100W Solar Panel Install

It doesn’t take a genius to work out that solar relies on the sun to produce energy out of light. If your van is going to be parked up where an overcast day is more likely, it might not be the best option for you. However, that being said solar panels do still work in these conditions, just not to their full potential. We have installed a 100 watt solar panel as a way of generating energy whilst not moving and keeping the battery topped up.

The leisure battery we have already installed is set up to charge like most when on the move. Funnily enough, we don’t actually plan on using enough power to fuel a small town, so the chances of running the battery dry are slim. However in the event we do park up for longer than expected and do not move the van, a solar panel means that we will always have a topped up battery.
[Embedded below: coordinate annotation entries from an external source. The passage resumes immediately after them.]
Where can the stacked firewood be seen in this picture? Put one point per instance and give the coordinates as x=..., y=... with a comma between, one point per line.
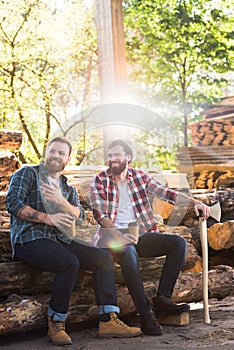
x=25, y=292
x=210, y=162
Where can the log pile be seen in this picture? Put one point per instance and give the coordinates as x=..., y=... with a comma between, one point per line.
x=10, y=140
x=25, y=292
x=210, y=162
x=212, y=133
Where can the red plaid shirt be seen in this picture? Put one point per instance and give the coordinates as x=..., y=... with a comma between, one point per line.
x=104, y=197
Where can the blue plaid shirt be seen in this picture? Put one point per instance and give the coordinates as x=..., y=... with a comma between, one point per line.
x=24, y=189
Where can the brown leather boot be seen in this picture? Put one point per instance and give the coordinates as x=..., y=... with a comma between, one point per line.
x=57, y=334
x=115, y=328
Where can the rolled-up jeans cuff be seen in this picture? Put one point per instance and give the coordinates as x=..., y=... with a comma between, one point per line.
x=56, y=316
x=106, y=309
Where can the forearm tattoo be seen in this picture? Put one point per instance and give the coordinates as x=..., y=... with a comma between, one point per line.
x=33, y=216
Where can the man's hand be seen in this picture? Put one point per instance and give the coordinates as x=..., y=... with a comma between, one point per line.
x=53, y=193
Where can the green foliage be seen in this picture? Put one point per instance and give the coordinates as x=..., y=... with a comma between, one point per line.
x=47, y=53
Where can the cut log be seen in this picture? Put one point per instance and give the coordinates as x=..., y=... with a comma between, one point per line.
x=221, y=235
x=26, y=313
x=3, y=200
x=175, y=320
x=17, y=278
x=10, y=140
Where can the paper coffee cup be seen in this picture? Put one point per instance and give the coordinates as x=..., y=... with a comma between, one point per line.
x=133, y=229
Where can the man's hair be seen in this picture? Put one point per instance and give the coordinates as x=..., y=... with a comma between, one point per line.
x=61, y=139
x=119, y=142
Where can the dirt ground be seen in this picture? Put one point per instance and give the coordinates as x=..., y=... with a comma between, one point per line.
x=197, y=335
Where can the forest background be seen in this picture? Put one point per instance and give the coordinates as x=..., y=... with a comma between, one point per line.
x=180, y=60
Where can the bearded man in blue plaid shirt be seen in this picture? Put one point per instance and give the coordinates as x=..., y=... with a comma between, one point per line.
x=119, y=196
x=43, y=208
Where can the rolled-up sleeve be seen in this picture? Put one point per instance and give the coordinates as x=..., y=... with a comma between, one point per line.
x=98, y=200
x=20, y=185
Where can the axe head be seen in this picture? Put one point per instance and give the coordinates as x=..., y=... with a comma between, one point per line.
x=215, y=211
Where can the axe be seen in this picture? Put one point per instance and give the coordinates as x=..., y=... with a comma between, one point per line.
x=215, y=212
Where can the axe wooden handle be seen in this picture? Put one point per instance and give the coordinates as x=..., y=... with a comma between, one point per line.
x=204, y=244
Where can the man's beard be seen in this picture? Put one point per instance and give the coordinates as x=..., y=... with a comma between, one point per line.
x=51, y=168
x=119, y=169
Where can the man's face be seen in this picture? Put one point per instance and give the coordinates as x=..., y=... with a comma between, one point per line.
x=57, y=157
x=118, y=160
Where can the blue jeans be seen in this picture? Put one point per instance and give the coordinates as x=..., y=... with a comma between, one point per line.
x=151, y=245
x=65, y=260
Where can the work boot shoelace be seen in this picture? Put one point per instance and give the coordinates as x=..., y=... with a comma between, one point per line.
x=117, y=320
x=57, y=326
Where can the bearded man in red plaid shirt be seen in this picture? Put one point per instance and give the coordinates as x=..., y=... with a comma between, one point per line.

This is going to be a perfect addition for our first trip down into Europe this summer. We hope for some nice weather at least, who knows in the mountains.

Is one enough?

Depending on the amount of energy you use and what you have to run, you might need more than one panel. They come in all sorts of sizes, but the panel we chose is a 100W 12v from “ECO-WORTHY”. This panel cost £86.00 which we feel is great value for money. Eventually once the panel has paid for itself we will have free power. This is only 100 watts but is enough to keep our battery topped up providing there is enough sunshine. We don’t plan to go completely off grid and use solar to run everything, not yet anyway.

We always have the ability to add more if need and run them in parallel. With the CTEK split charge we have, we can run 12v panels in parallel up to 300W. For more advice on what you can and cant to, I would recommend speaking to the guys at Bimble Solar.


This panel came pre-made with mounting holes to pass bolts through. However we did not want to drill holes into the roof rack. Instead we purchased 4 exhaust clamps from Halfords. This meant we had to drill a few more holes but also meant that we avoided drilling into the aly on the roof rack (Which is pretty tough stuff). This method also meant the panel was more secure. Not that the 4 bolts would have ever come undone, but you get the idea.

As the panel would be mounted at the front of the van, we had to run the positive and negative cables to the CTEK in the van. The most direct route would have been to drill though the roof and come out right above the split charge. Although a more expensive way we, opted to run longer cables to the back of the van. These would come through two rubber grommets already in place, and back behind the walls to the box. No holes in the roof necessary.

We now to all intents and purposes have free power! This means we can now go off grid for longer knowing the battery should keep topped up. Less driving more riding!